Few people realised at the time the immense significance of the memorable eastward movement of the squadrons from Portland Roads, or of the assembly of those powerful forces at their northern strategic anchorages. Those forces became the Grand Fleet, that unexampled organisation of fighting force, under command of that fine sea officer, Admiral Sir John Jellicoe. War was declared by Great Britain on August 4th. Successive steps of supreme importance were taken, which, in very truth, saved the cause of the Allies. Disaster and surprise attack were forestalled. The Fleet, fully mobilised, and growing daily in strength, was already exerting command of the sea, and the safe transport of the Expeditionary Force to France was assured. Co-operation with the French Fleet was immediately established—its cruiser squadron in the Channel and its battle squadrons in the Mediterranean.
Fighting episodes were not delayed, but for many months the operations of the Grand Fleet remained shrouded as by a veil, lifted only on rare occasions.

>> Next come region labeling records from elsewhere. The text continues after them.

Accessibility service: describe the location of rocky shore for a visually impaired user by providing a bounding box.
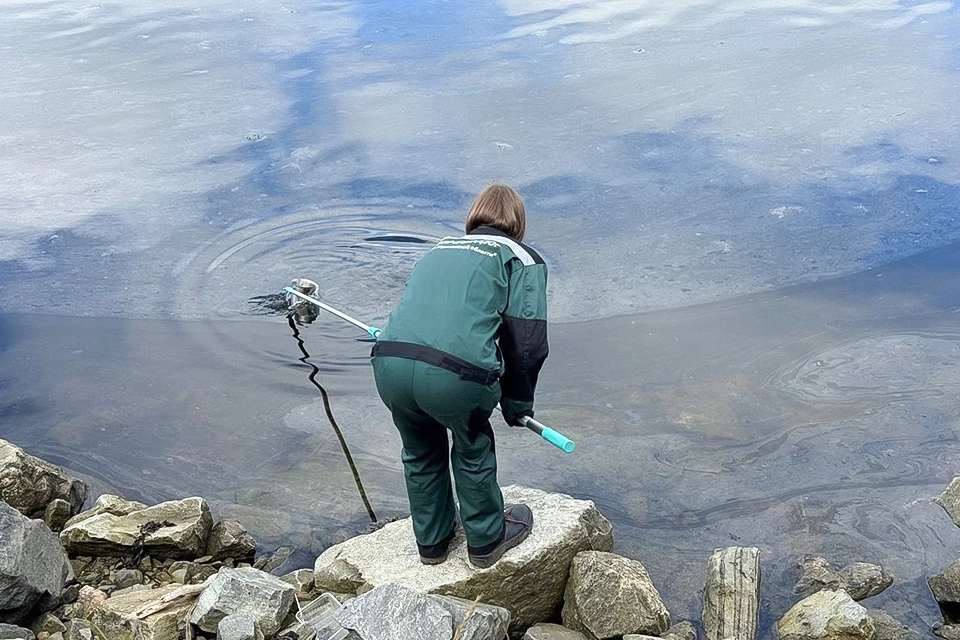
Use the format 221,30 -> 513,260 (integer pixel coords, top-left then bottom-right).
0,440 -> 960,640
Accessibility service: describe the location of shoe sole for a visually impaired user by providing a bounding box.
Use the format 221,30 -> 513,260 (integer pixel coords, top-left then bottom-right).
469,527 -> 531,569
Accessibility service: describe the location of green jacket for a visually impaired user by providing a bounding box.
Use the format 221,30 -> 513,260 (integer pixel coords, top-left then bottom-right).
374,226 -> 548,414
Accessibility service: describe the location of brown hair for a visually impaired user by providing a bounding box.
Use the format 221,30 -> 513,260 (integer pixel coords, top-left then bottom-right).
466,184 -> 527,242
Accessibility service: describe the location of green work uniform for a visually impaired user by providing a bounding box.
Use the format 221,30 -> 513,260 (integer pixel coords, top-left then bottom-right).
373,226 -> 548,548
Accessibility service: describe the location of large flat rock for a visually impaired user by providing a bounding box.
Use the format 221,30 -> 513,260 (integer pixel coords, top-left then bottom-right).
60,498 -> 213,559
314,486 -> 613,634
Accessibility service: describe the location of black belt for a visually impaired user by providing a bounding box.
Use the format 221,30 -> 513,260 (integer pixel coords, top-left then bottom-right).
370,340 -> 500,386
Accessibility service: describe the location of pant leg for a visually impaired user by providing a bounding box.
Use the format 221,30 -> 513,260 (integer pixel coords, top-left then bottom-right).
414,363 -> 503,547
374,358 -> 456,545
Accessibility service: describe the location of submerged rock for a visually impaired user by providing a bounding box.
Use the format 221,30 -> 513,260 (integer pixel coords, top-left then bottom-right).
190,567 -> 296,636
0,502 -> 71,624
523,623 -> 587,640
0,440 -> 87,518
777,591 -> 876,640
60,498 -> 213,559
337,584 -> 454,640
314,486 -> 613,635
562,551 -> 670,640
204,520 -> 257,562
703,547 -> 760,640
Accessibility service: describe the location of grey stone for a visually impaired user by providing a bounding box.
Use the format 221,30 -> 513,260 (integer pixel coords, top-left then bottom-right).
60,498 -> 213,558
0,502 -> 71,624
840,562 -> 893,601
217,613 -> 263,640
314,486 -> 613,636
190,568 -> 296,636
867,609 -> 919,640
428,596 -> 510,640
927,560 -> 960,624
703,547 -> 760,640
523,622 -> 587,640
89,585 -> 200,640
777,591 -> 877,640
204,520 -> 257,562
937,476 -> 960,527
562,551 -> 670,640
43,498 -> 73,532
793,556 -> 840,598
113,569 -> 143,589
337,584 -> 454,640
0,623 -> 36,640
64,493 -> 147,529
0,440 -> 87,518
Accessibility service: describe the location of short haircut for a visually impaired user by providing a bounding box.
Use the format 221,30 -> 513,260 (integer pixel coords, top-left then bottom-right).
466,184 -> 527,242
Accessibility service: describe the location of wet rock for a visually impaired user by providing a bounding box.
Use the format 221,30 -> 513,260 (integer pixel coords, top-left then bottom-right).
793,556 -> 840,598
937,476 -> 960,527
703,547 -> 760,640
0,623 -> 36,640
0,440 -> 87,518
562,551 -> 670,640
428,596 -> 510,640
0,502 -> 71,624
217,613 -> 263,640
190,568 -> 296,636
43,498 -> 73,533
60,498 -> 213,558
840,562 -> 893,601
89,585 -> 200,640
204,520 -> 257,562
523,623 -> 587,640
314,486 -> 613,635
64,493 -> 147,528
927,560 -> 960,624
777,591 -> 876,640
867,609 -> 918,640
337,584 -> 454,640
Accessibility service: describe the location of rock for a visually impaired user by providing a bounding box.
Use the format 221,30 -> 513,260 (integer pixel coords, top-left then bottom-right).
64,493 -> 147,528
867,609 -> 918,640
90,585 -> 200,640
253,547 -> 293,573
337,584 -> 454,640
314,486 -> 613,636
937,476 -> 960,527
0,502 -> 71,624
663,620 -> 697,640
840,562 -> 893,600
113,569 -> 143,589
793,556 -> 840,598
205,520 -> 257,561
217,613 -> 263,640
190,568 -> 296,636
523,623 -> 587,640
932,623 -> 960,640
562,551 -> 670,640
703,547 -> 760,640
0,623 -> 36,640
927,560 -> 960,624
0,440 -> 87,518
43,498 -> 73,532
427,596 -> 510,640
30,613 -> 67,635
60,498 -> 213,559
777,591 -> 876,640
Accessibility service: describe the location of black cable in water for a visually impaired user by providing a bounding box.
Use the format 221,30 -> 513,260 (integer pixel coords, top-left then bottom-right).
287,314 -> 377,522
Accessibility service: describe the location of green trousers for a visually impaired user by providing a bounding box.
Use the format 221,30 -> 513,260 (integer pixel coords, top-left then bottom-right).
373,356 -> 503,547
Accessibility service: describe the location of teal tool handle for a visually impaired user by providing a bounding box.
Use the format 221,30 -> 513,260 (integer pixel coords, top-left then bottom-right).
523,418 -> 575,453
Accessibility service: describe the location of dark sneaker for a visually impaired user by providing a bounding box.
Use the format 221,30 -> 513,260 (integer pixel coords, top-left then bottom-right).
417,525 -> 457,564
467,504 -> 533,569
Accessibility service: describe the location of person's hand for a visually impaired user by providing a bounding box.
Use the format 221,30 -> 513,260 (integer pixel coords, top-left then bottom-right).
503,409 -> 533,427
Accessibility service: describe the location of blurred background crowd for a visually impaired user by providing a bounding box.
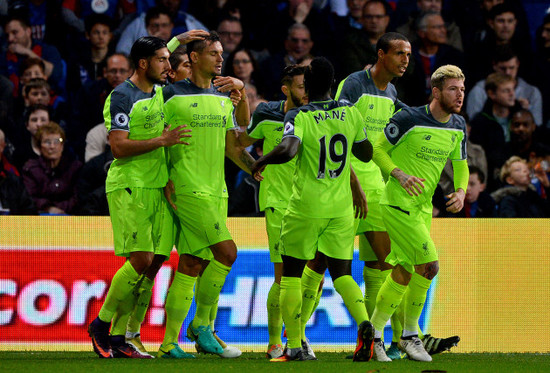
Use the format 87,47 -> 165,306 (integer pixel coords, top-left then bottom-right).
0,0 -> 550,217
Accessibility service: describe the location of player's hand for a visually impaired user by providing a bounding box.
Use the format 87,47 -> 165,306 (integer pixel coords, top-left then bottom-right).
213,76 -> 244,92
176,30 -> 210,45
164,180 -> 178,210
392,168 -> 426,196
161,124 -> 191,146
446,189 -> 466,214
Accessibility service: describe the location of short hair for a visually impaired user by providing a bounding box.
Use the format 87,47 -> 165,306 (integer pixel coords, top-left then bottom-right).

Few people knew the tremendous anxieties and responsibility of the British Commander-in-Chief. His vast command of vessels of all classes and uses had to be organised into a mighty fleet, complete in every element—battle squadrons, battle-cruiser squadrons, light-cruiser squadrons, flotillas and auxiliaries, transports, hospital ships, and every ship and thing that a fleet can require. A whole series of intricate dispositions had to be made. Officers were to be inspired with the ideas of the Commander-in-Chief and the whole Fleet was to be so trained, under squadron and flotilla commanders, that each would know on the instant how he should act.
If Nelson, in 1789, spent many hours in explaining to his “band of brothers” his plans for his attack at the Nile, with fourteen sail-of-the-line, what must it have been for Sir John Jellicoe to communicate to his officers, and discuss with them, all his plans for every emergency or call for the service of every squadron and ship in his vast command? All this must be realised now. And during the anxious early months of the war, as the winter was drawing near, the great anchorages were as yet unprotected, and safety from hostile submarines could often only be found in rapid steaming at sea. The mining campaign of the enemy had also to be overcome. The anxieties were enormous, and it was only the power of command, the sea instinct, the deep understanding, the readiness to act in moments of extraordinary responsibility, and the resource and professional skill of the Commander-in-Chief and his staff and officers in command, that enabled the tremendous work to be accomplished.